Sanzionato il datore che accede alla mail del lavoratore licenziato

Sanzionato il datore di lavoro che ha continuato ad accedere alla mail aziendale di un lavoratore dopo il suo licenziamento. Il Garante per la Privacy ha inflitto una multa di 40mila euro a una società per la violazione della segretezza della corrispondenza elettronica dell'amministratore delegato, avvenuta a seguito della cessazione del rapporto di lavoro. A darne notizia l’Autorità nella newsletter di gennaio. Secondo il Garante, email, contatti e allegati rientrano nella nozione di corrispondenza tutelata dal diritto alla segretezza, principio riconosciuto anche dalla Costituzione a tutela della dignità personale.

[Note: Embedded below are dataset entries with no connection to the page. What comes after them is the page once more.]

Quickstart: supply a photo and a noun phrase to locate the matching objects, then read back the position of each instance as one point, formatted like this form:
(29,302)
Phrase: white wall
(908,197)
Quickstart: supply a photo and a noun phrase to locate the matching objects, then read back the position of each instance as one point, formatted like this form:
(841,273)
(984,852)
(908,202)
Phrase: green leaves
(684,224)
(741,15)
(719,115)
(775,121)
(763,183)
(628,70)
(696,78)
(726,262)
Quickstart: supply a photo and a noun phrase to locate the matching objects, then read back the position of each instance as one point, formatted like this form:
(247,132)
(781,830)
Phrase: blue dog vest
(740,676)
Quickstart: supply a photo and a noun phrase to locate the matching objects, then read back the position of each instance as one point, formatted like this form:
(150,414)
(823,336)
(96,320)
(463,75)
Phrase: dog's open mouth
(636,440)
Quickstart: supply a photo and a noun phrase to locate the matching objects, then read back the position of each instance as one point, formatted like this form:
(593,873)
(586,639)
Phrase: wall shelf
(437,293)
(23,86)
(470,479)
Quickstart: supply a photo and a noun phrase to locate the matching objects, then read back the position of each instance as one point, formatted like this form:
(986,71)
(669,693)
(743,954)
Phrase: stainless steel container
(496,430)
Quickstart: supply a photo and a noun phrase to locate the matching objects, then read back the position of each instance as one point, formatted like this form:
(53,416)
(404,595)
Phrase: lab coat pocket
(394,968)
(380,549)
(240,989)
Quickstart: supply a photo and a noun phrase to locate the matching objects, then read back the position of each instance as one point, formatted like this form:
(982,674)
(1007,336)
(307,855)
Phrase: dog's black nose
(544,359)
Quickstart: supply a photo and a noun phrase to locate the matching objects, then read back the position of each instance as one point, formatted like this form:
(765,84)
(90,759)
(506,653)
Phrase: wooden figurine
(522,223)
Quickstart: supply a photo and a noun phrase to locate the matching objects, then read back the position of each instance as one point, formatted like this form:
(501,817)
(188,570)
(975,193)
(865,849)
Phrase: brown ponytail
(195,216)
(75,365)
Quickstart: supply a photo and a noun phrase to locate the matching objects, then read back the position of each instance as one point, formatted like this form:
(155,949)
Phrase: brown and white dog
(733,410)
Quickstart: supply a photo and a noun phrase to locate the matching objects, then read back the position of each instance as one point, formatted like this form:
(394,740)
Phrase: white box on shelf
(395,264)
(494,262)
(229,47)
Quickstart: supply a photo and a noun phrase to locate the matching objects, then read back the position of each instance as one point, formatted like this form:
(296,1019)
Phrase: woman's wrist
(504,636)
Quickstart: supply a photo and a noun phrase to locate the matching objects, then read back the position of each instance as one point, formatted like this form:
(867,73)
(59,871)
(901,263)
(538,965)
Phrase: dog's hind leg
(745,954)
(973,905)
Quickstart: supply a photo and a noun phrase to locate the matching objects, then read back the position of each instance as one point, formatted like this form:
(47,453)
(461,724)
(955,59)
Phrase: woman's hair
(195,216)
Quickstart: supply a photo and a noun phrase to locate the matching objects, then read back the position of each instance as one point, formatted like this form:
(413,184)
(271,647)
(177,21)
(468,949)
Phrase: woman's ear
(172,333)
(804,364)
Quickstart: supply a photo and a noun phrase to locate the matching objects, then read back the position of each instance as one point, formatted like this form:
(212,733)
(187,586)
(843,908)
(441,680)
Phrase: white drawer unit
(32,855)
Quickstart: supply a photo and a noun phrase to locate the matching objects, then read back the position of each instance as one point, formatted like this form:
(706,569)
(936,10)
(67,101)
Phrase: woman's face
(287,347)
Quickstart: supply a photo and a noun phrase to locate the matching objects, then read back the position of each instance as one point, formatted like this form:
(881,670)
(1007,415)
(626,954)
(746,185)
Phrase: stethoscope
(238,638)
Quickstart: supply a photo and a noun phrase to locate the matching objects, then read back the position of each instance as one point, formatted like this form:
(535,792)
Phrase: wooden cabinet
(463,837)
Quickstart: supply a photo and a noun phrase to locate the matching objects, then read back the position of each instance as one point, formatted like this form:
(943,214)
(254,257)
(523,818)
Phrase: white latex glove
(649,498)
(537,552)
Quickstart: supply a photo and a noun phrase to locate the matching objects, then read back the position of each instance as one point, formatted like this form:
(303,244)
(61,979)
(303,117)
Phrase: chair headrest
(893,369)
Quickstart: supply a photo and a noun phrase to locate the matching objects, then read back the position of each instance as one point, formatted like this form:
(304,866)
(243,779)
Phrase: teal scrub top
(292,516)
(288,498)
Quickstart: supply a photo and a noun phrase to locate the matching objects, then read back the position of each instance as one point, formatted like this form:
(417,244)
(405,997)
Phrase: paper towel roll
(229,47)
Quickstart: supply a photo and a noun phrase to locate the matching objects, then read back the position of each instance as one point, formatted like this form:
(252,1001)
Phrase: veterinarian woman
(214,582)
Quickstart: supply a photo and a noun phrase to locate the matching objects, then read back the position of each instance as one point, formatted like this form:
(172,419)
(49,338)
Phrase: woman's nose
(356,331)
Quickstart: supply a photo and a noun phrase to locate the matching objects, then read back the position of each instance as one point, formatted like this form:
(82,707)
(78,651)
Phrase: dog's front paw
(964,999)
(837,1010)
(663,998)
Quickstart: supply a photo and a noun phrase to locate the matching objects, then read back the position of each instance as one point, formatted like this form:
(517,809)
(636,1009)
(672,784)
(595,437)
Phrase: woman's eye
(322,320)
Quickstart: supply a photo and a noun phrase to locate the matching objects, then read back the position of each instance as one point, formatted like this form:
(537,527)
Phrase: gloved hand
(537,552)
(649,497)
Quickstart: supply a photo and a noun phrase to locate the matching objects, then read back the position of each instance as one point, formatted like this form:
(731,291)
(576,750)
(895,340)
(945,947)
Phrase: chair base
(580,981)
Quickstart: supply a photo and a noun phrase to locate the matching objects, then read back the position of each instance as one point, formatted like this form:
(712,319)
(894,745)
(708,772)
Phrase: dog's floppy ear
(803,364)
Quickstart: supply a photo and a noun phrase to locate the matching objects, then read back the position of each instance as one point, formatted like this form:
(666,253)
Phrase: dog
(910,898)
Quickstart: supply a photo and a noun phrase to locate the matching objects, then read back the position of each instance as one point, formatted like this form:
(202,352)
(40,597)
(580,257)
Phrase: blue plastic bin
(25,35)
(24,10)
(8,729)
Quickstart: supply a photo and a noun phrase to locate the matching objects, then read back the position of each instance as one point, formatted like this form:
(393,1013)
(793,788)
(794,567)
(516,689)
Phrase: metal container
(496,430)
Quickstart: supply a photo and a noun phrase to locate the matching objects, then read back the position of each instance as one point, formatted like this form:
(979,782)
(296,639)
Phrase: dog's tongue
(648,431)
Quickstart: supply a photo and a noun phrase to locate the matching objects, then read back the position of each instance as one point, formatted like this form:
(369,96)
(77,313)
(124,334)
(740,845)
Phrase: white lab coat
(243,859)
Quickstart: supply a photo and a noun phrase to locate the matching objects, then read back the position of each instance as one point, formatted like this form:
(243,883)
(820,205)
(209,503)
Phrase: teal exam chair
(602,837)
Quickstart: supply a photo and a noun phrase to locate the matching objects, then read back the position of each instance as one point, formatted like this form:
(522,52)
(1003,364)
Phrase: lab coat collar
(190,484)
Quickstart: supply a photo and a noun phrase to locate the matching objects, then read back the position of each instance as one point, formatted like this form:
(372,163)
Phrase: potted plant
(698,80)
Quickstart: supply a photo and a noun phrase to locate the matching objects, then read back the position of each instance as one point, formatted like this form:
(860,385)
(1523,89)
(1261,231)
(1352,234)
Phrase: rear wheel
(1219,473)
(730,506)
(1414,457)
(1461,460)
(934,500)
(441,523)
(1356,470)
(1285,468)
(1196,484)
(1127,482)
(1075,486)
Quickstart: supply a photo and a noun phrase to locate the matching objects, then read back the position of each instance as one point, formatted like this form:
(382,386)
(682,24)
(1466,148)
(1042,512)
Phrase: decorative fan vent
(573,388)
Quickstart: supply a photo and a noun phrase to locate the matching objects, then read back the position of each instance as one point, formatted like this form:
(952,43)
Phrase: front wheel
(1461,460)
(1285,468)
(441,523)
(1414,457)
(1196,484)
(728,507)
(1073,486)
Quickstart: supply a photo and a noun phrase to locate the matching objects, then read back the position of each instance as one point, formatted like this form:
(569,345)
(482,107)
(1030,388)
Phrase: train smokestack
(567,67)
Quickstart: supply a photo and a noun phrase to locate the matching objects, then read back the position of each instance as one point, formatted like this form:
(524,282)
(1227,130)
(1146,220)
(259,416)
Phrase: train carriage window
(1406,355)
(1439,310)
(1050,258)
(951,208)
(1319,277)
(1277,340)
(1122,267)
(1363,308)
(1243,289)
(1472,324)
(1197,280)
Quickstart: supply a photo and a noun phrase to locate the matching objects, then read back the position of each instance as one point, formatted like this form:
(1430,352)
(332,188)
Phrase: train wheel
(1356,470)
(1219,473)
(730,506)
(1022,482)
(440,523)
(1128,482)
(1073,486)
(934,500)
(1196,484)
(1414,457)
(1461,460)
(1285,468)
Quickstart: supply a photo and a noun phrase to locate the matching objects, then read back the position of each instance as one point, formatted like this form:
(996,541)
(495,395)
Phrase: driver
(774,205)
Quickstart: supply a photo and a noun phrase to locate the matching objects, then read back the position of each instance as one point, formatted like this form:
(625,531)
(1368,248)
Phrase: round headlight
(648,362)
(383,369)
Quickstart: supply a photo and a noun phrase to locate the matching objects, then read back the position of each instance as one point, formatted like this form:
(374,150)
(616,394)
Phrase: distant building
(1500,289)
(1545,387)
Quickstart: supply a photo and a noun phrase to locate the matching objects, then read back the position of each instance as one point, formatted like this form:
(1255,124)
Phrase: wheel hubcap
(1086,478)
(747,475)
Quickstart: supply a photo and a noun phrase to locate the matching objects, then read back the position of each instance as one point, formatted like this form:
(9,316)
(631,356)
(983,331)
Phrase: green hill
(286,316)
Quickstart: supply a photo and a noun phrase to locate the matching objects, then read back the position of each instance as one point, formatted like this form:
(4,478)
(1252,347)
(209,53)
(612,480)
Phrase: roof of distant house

Nel caso esaminato, l’azienda aveva negato l’accesso alla casella di posta al lavoratore licenziato, mantenendola attiva e inoltrando i messaggi ricevuti a un altro account aziendale per circa due mesi, nonostante la richiesta di disattivazione presentata ai sensi del GDPR. Una condotta ritenuta illecita dall’Autorità che ha ordinato alla società di consentire al lavoratore l’accesso al proprio account aziendale di posta elettronica, disponendone la successiva cancellazione. Il Garante, nel definire l’ammontare della sanzione, ha tenuto conto della tipologia e della durata delle violazioni, il mancato riscontro all’istanza di esercizio dei diritti del lavoratore e l’assenza di precedenti violazioni della normativa privacy da parte della società.